Change Up | Teen Ink

Change Up

May 9, 2010
By Anonymous

For many years I have depended on deception to survive. Life on the pitcher’s mound is precarious at best, even more so without a dominating fastball. So I lie, and I lie often. My motion always screams fastball, but my grip is the great deceiver. I am successful at my job about 75% if the time, but too often hitters stride to the plate with a smirk and make me look all too honest.

In my eleven years of playing the great game of baseball, one piece of advice has always stood out to me: “look fastball, react to change.” That is exactly what those batters, smirking at the plate, know to do. They step into the batter’s box looking for my fastball, but once that change-up leaves my hand, they know how to adjust their timing and make me look bad. The secret to their success is the mentality they carry with them to the plate.

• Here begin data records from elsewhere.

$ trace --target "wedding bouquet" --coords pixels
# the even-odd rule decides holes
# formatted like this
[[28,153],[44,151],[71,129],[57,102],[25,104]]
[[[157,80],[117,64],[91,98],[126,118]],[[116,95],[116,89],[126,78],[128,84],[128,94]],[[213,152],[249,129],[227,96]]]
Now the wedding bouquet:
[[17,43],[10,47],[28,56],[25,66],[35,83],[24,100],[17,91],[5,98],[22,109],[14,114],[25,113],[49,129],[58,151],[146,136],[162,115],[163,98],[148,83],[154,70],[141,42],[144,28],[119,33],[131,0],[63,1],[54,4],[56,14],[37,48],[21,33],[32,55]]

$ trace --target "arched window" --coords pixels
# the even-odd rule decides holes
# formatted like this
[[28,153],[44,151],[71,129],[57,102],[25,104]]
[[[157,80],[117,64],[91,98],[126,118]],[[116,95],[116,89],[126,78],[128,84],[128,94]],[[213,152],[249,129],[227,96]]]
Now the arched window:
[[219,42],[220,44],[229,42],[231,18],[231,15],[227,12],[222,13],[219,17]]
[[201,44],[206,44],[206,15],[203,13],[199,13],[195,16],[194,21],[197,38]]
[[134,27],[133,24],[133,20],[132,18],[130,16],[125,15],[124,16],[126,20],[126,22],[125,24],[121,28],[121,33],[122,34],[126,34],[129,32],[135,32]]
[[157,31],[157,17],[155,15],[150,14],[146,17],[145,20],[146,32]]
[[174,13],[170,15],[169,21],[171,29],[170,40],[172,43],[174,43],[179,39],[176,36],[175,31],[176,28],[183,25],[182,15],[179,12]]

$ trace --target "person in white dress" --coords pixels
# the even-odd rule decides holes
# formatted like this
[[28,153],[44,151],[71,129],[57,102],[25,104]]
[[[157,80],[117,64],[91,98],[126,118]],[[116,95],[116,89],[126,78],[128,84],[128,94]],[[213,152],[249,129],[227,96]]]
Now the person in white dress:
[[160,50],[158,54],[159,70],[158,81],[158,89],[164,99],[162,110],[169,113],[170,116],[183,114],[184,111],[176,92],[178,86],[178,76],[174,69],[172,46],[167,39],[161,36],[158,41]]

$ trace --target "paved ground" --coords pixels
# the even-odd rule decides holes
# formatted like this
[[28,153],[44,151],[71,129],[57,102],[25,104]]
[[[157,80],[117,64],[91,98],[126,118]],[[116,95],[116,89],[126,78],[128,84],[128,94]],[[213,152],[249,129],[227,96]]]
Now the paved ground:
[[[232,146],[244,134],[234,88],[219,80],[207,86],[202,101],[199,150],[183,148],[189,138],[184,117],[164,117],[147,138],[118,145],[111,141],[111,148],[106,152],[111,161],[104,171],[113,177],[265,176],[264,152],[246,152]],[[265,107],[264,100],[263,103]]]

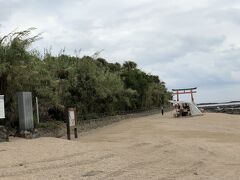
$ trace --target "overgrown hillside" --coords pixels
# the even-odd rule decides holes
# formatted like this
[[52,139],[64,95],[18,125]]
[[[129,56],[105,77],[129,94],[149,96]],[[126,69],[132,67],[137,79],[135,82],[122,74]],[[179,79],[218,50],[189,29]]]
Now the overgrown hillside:
[[7,118],[17,120],[16,92],[31,91],[39,98],[40,118],[63,120],[67,107],[76,107],[79,118],[115,115],[151,109],[167,103],[170,93],[158,76],[137,64],[108,63],[102,58],[53,56],[29,51],[38,36],[32,29],[0,38],[0,94],[5,95]]

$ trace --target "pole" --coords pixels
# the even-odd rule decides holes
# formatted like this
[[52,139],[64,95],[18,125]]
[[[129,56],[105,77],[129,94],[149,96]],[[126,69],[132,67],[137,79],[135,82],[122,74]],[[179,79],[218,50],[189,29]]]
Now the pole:
[[36,97],[37,123],[39,124],[38,97]]
[[177,91],[177,101],[179,101],[179,94],[178,94],[178,91]]
[[191,98],[192,98],[192,102],[194,103],[193,92],[192,92],[192,90],[191,90]]

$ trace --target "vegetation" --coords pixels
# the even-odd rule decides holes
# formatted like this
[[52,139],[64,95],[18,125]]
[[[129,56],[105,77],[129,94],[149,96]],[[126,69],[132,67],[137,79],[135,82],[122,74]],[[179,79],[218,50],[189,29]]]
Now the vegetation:
[[[0,94],[5,95],[6,121],[17,120],[16,93],[39,98],[41,119],[63,120],[67,107],[79,118],[151,109],[167,103],[170,93],[158,76],[146,74],[131,61],[123,65],[102,58],[65,55],[43,57],[30,51],[39,36],[28,29],[0,38]],[[4,122],[2,122],[4,123]]]

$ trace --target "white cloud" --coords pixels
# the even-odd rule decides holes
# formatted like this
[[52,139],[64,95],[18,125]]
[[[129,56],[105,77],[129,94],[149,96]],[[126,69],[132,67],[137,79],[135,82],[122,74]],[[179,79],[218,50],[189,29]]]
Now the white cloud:
[[237,0],[0,0],[0,4],[0,34],[36,27],[43,32],[43,39],[34,44],[39,50],[52,46],[58,53],[66,47],[73,54],[81,48],[83,55],[104,49],[102,55],[110,61],[135,60],[170,89],[198,86],[199,102],[240,99]]

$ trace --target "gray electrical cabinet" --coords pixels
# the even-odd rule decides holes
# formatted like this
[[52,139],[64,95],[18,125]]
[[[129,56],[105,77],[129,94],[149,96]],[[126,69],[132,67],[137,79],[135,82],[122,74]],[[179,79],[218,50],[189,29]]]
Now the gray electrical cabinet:
[[20,130],[33,130],[32,93],[18,92],[17,98]]

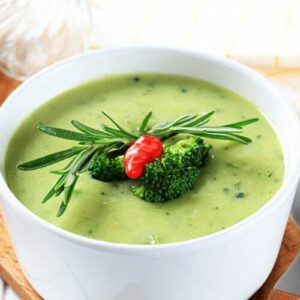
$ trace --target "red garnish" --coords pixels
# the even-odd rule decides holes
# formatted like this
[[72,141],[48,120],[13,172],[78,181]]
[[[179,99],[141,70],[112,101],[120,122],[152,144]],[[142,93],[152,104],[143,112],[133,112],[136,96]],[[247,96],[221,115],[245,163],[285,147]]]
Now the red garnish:
[[151,135],[144,135],[137,139],[124,155],[126,175],[130,179],[141,177],[146,164],[161,158],[164,148],[160,139]]

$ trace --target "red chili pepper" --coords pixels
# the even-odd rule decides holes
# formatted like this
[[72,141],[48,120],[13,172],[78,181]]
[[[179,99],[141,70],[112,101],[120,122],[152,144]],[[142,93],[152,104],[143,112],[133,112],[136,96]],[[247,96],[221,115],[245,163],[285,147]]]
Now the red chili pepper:
[[124,166],[127,176],[131,179],[141,177],[146,164],[161,158],[164,148],[160,139],[144,135],[137,139],[125,152]]

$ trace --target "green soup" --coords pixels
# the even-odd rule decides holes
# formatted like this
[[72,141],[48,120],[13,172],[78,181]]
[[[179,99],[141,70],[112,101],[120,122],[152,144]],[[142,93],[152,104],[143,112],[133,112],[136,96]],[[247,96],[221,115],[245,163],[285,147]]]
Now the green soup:
[[[30,99],[27,99],[30,101]],[[135,197],[130,183],[105,183],[81,176],[65,214],[56,217],[61,197],[42,204],[57,180],[48,173],[65,162],[32,172],[19,162],[65,149],[74,142],[41,134],[38,124],[72,128],[75,119],[93,127],[107,123],[106,111],[135,130],[153,112],[151,124],[188,113],[215,110],[210,124],[259,117],[245,128],[249,145],[206,140],[212,158],[196,186],[165,203]],[[171,75],[108,77],[71,89],[34,111],[11,139],[6,157],[7,182],[16,197],[48,222],[77,234],[116,243],[155,244],[197,238],[223,230],[253,214],[279,189],[284,164],[280,144],[261,112],[241,96],[208,82]],[[243,195],[243,197],[239,197]]]

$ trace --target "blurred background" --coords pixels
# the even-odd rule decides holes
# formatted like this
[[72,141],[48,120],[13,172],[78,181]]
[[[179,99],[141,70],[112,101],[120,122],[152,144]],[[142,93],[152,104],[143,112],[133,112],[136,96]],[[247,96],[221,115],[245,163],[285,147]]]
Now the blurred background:
[[[136,45],[241,61],[268,77],[300,114],[300,0],[0,0],[0,103],[56,61]],[[0,299],[17,299],[1,279]]]

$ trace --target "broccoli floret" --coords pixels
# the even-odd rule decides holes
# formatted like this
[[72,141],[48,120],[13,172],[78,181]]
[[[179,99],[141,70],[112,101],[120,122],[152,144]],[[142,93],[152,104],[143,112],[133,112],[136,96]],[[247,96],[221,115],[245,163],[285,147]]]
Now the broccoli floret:
[[92,178],[101,181],[114,181],[126,179],[124,156],[101,156],[89,168]]
[[132,186],[134,195],[149,202],[177,198],[194,186],[211,146],[201,138],[189,138],[167,146],[161,159],[146,165],[141,184]]

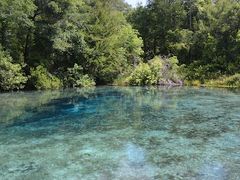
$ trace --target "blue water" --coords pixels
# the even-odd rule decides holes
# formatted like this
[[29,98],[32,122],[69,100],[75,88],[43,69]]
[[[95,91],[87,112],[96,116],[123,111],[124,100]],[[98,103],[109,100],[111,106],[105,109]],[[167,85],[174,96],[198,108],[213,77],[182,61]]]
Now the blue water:
[[0,179],[238,180],[240,91],[0,94]]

Yogi Berra once said that “90% of the game is half mental.” As humorous as this quote is, there is a great deal of truth in it. Baseball is just as much a mental game as it is a physical one. My coach back in junior varsity used to line us up and tell us to close our eyes. We then proceeded to do one hundred mental reps of hitting a baseball. Over and over in my head, I “looked fastball, reacted to change.” I cannot help but notice how this mentality towards hitting applies to far more than just the game of baseball.
Once in an interview Jim Bouton commented, “You spend a good piece of your life gripping a baseball, and in the end it turns out that it was the other way around all the time.” He was dead on, for so much of life can be seen through a single at-bat. In everything we do, we should train our minds to “look fastball, react to change.” Many times we see our lives in front of us as a fastball, straight and predictable. We have our future planned and leave no room for change.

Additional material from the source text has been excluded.